Attention weights: tensor([0.1455, 0.2278, 0.2249, 0.1285, 0.1077, 0.1656])
Sum: tensor(1.0000)

However, in practice, using the softmax function for normalization, which is better at handling extreme values and has more desirable gradient properties during training, is common and recommended.

attn_weights_2 = torch.softmax(attn_scores_2, dim=0)

print("Attention weights:", attn_weights_2)
print("Sum:", attn_weights_2.sum())

Attention weights: tensor([0.1385, 0.2379, 0.2333, 0.1240, 0.1082, 0.1581])
Sum: tensor(1.)

Step 3: Compute the context vector $z^{(2)}$ by multiplying the embedded input tokens, $x^{(i)}$ with the attention weights and sum the resulting vectors.

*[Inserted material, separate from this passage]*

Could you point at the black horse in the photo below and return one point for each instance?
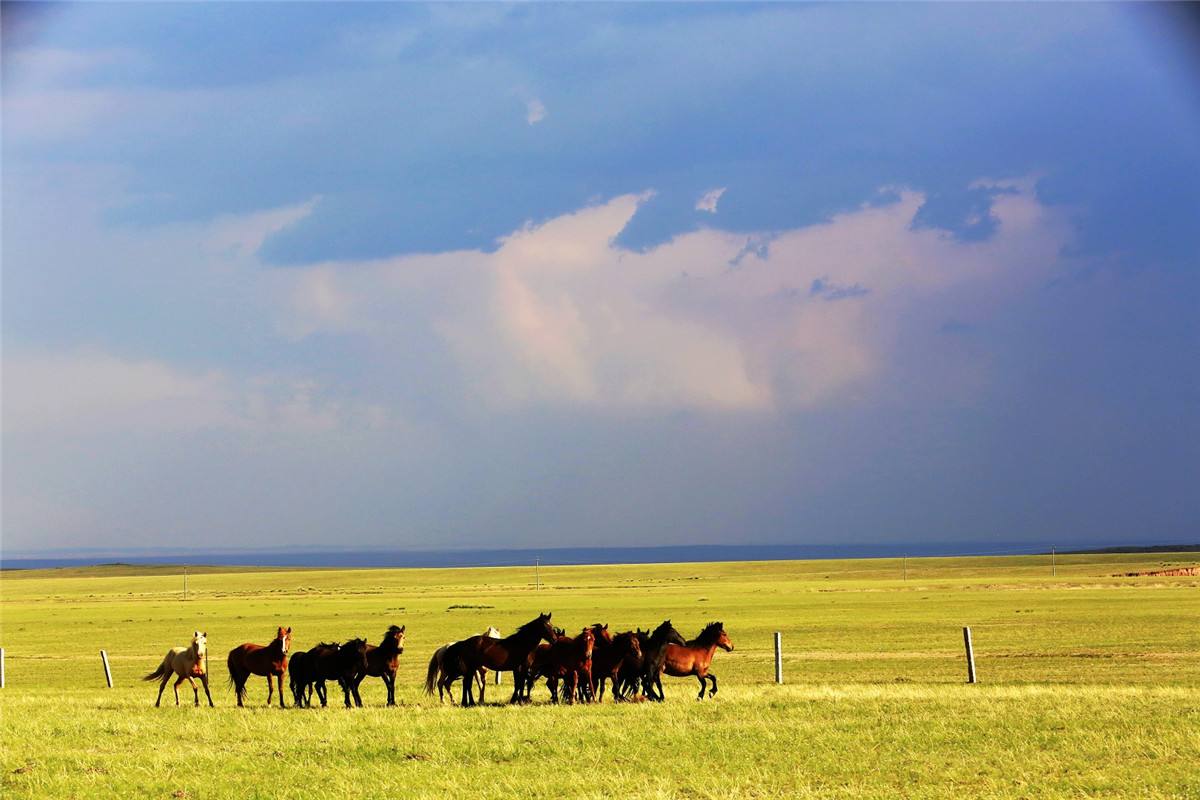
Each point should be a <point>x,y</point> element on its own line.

query = inputs[1] # 2nd input token is the query

context_vec_2 = torch.zeros(query.shape)
for i,x_i in enumerate(inputs):
    context_vec_2 += attn_weights_2[i]*x_i

print(context_vec_2)

tensor([0.4419, 0.6515, 0.5683])

Attention weights for ALL input tokens¶

Now, we are generalizing this computation to compute all attention weights and context vectors.

Apply previous step 1 to all pairwise elements to compute the unnormalized attention score matrix.

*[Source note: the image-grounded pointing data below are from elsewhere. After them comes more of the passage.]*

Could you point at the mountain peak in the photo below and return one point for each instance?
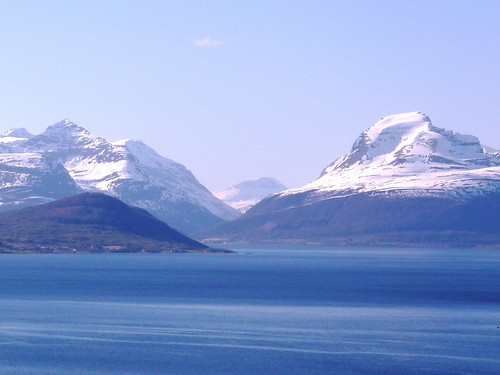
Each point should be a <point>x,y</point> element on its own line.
<point>247,193</point>
<point>17,133</point>
<point>410,142</point>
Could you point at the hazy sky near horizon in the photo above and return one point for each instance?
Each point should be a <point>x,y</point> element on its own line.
<point>237,90</point>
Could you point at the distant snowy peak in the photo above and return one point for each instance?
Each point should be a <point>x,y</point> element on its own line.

attn_scores = inputs @ inputs.T
print(attn_scores)

tensor([[0.9995, 0.9544, 0.9422, 0.4753, 0.4576, 0.6310],
        [0.9544, 1.4950, 1.4754, 0.8434, 0.7070, 1.0865],
        [0.9422, 1.4754, 1.4570, 0.8296, 0.7154, 1.0605],
        [0.4753, 0.8434, 0.8296, 0.4937, 0.3474, 0.6565],
        [0.4576, 0.7070, 0.7154, 0.3474, 0.6654, 0.2935],
        [0.6310, 1.0865, 1.0605, 0.6565, 0.2935, 0.9450]])

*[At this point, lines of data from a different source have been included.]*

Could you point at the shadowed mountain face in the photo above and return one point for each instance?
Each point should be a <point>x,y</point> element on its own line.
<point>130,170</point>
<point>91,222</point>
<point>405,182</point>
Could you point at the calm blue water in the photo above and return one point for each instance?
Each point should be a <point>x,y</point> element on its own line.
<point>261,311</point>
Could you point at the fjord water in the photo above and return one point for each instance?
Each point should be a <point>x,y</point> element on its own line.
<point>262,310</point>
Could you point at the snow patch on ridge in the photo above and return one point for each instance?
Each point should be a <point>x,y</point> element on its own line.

Similar to step 2 previously, we normalize each row so that the values in each row sum to 1.

attn_weights = torch.softmax(attn_scores, dim=-1)
print(attn_weights)

tensor([[0.2098, 0.2006, 0.1981, 0.1242, 0.1220, 0.1452],
        [0.1385, 0.2379, 0.2333, 0.1240, 0.1082, 0.1581],
        [0.1390, 0.2369, 0.2326, 0.1242, 0.1108, 0.1565],
        [0.1435, 0.2074, 0.2046, 0.1462, 0.1263, 0.1720],
        [0.1526, 0.1958, 0.1975, 0.1367, 0.1879, 0.1295],
        [0.1385, 0.2184, 0.2128, 0.1420, 0.0988, 0.1896]])

Quick verification that the values in each row indeed sum to 1.

row_2_sum = sum([0.1385, 0.2379, 0.2333, 0.1240, 0.1082, 0.1581])
print("Row 2 sum:", row_2_sum)

print("All row sums:", attn_weights.sum(dim=-1))

Row 2 sum: 1.0
All row sums: tensor([1.0000, 1.0000, 1.0000, 1.0000, 1.0000, 1.0000])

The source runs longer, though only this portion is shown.